When I was a 16 year old, I finally decided that I wanted to be a rock star.
My days of flailing at an air guitar were behind me - it was time for me to grab an electric and an amp, turn it up to 11 - and start wow-ing the masses with my musical prowess. As you can imagine, I quickly discovered that my skills were not as good as my dreams, and I needed to begin the process of practice. As playing the guitar seemed like quite a creative pursuit, I decided to just pick it up when I was feeling inspired - rather than having a planned practice schedule. My inspiration would strike about once a week, leading to a sixty minute session of loud, discordant chaos.
After a few months of this, I realised that my guitar skills were not getting any better. Dejected, I was trawling the Internet for inspiration, when I discovered a piece of advice that changed my approach to guitar, and has allowed me to become a passable guitarist today.

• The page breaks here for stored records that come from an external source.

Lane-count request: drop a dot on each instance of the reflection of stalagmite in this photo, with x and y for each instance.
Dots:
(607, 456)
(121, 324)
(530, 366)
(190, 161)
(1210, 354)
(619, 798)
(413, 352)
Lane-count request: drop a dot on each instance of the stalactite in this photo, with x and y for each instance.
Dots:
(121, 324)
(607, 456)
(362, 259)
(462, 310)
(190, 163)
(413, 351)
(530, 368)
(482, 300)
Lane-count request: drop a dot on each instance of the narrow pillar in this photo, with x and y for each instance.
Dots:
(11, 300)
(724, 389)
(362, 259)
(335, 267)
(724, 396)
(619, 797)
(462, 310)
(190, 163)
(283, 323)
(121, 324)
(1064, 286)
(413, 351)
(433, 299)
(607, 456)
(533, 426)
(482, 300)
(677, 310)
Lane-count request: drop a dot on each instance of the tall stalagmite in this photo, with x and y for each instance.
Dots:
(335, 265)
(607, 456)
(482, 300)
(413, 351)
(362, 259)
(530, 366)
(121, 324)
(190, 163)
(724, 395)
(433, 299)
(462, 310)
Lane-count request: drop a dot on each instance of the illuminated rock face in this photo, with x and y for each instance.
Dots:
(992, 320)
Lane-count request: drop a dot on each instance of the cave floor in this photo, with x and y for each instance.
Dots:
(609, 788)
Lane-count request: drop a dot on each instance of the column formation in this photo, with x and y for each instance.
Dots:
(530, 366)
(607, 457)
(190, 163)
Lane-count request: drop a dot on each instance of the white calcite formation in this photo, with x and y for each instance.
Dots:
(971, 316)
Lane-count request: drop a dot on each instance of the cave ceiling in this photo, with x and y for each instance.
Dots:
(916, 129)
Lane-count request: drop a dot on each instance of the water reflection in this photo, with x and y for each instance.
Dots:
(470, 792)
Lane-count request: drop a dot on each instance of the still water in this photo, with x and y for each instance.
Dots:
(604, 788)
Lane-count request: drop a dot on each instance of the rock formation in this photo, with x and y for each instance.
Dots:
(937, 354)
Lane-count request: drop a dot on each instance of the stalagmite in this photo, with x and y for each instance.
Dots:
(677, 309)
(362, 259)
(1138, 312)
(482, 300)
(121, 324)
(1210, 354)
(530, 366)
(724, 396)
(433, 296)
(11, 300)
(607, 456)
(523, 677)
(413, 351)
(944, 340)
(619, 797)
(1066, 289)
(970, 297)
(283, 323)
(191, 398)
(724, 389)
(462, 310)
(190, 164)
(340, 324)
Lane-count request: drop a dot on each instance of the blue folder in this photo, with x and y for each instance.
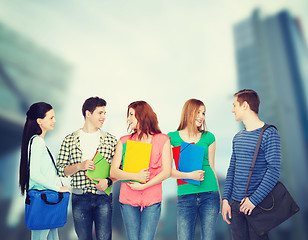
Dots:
(191, 159)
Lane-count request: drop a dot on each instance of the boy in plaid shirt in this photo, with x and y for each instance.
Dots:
(90, 203)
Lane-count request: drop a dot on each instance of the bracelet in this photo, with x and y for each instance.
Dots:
(109, 181)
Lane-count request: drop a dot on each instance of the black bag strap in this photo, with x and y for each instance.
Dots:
(28, 165)
(256, 154)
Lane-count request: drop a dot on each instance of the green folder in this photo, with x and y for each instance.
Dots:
(102, 170)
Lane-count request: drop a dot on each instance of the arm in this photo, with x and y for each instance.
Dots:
(226, 209)
(102, 184)
(272, 157)
(164, 174)
(117, 173)
(197, 175)
(212, 149)
(63, 162)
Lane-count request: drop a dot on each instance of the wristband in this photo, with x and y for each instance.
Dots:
(109, 181)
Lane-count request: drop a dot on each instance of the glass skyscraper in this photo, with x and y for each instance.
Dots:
(272, 59)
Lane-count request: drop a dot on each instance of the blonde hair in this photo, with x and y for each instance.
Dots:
(189, 112)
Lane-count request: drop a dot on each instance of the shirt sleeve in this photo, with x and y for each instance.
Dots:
(63, 159)
(230, 176)
(272, 153)
(38, 161)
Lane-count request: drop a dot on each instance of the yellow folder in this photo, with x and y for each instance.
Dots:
(137, 156)
(102, 170)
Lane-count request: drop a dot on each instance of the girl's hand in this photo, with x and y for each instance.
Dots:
(102, 184)
(197, 175)
(136, 186)
(143, 175)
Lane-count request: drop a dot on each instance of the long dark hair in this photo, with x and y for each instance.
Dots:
(146, 118)
(36, 110)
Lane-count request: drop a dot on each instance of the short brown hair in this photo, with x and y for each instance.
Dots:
(249, 96)
(91, 104)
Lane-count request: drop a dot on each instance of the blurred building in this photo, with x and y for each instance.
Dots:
(272, 58)
(28, 74)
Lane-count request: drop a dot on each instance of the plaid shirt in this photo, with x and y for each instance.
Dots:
(70, 153)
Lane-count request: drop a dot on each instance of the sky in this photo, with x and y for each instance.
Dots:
(163, 52)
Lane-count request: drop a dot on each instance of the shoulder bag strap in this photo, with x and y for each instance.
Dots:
(28, 165)
(256, 154)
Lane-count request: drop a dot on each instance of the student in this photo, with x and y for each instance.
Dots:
(265, 173)
(90, 203)
(196, 200)
(141, 203)
(43, 174)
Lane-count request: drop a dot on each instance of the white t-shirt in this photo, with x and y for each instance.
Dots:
(89, 143)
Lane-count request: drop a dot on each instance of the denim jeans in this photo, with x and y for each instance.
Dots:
(47, 234)
(92, 208)
(140, 225)
(205, 205)
(240, 229)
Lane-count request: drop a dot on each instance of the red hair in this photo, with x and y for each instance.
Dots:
(146, 117)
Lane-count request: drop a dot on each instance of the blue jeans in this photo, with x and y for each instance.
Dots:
(205, 205)
(48, 234)
(240, 229)
(92, 208)
(140, 225)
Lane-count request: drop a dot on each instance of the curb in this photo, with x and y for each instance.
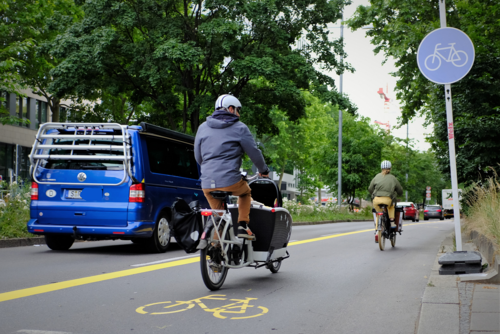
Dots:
(18, 242)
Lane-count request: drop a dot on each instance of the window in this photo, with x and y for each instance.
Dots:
(6, 160)
(171, 158)
(26, 106)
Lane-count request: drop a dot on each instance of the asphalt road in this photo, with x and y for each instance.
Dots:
(336, 281)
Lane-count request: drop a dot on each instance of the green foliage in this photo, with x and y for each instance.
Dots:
(16, 213)
(362, 145)
(179, 56)
(399, 27)
(422, 169)
(484, 204)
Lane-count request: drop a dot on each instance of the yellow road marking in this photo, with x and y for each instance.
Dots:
(128, 272)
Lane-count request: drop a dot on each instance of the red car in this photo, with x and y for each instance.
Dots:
(410, 211)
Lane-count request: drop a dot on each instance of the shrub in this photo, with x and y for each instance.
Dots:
(16, 213)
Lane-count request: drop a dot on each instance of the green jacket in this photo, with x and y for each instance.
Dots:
(385, 186)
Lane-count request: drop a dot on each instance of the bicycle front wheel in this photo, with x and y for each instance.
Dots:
(213, 270)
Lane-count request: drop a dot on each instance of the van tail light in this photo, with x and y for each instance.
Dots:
(137, 193)
(34, 191)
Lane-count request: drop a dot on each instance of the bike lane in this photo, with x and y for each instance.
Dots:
(118, 301)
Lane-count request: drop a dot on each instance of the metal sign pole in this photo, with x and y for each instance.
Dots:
(451, 145)
(339, 178)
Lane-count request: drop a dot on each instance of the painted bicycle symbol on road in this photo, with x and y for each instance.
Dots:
(238, 306)
(457, 57)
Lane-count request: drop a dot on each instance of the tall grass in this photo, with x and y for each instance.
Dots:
(484, 209)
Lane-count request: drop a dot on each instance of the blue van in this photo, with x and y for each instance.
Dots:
(95, 181)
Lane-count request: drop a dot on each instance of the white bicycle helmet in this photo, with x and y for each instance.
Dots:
(226, 101)
(386, 164)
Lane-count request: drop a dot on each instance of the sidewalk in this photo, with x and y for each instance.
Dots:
(451, 305)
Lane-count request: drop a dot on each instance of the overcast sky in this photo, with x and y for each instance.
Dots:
(362, 85)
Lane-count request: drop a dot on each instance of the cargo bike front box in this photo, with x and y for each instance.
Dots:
(269, 221)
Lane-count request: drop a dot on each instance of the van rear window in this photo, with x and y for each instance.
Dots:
(171, 158)
(84, 164)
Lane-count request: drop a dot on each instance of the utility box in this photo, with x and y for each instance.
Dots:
(458, 263)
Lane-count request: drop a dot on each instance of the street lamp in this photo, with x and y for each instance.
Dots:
(383, 96)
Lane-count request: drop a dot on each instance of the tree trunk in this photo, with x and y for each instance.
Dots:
(281, 175)
(55, 105)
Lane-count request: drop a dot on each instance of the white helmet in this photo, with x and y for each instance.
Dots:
(226, 101)
(385, 164)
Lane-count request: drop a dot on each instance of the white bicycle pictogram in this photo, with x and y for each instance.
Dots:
(455, 57)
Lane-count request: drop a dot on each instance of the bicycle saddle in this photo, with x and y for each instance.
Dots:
(220, 194)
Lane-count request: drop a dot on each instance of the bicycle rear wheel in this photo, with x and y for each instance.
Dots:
(213, 270)
(212, 263)
(393, 240)
(381, 236)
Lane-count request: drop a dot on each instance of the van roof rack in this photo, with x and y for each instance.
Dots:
(78, 131)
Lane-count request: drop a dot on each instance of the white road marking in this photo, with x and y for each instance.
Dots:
(162, 261)
(31, 331)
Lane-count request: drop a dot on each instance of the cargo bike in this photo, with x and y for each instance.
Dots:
(383, 228)
(269, 221)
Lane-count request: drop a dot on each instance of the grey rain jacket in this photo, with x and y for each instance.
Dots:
(219, 146)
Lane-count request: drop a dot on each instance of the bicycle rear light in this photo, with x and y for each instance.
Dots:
(34, 191)
(137, 193)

It was simple - play the guitar for ten minutes a day. Ten minutes a day, is better than seventy minutes once a week.
Taking this new approach, I began to see incremental improvements happening each week, which resulted in radical gains from a monthly perspective. The simple act of repetition transformed my musical ability.
This is not rocket science, but it is amazing how often this fundamental rule of "Small and Often", is replaced by the supposed magic bullet of "Big and Occasional."
This is very true of innovation within organisations - with many leaders starting innovation programs with much excitement and fanfare, only to see their efforts gradually fade away, resulting in no change and a disillusioned team.
Innovation Consultant Charles Prather has highlighted this very lack, stating that one of the key actions of an innovative team leader is their ability to hold regular, repetitive events. These do not need to be big - but they do need to be constant, as this will reinforce the value of creativity within your organisation and will also play a role in transforming the creative environment.
Workshop training is available to help educate you in creating constant creativity, but a few easy approaches could include:
- Teaching a new creativity technique to your team on a weekly basis.
- Providing a regular forum to discuss new innovative ideas with your product or service.
- Scheduling a quarterly Innovation Morning, with creative brainstorming and idea gathering techniques.
- Distributing creative case studies amongst your team, and encouraging their involvement with them.
These ideas don't need to break the bank, and can make a measurable improvement to the innovative output of your organisation.
What small and regular changes could you introduce to your organisation?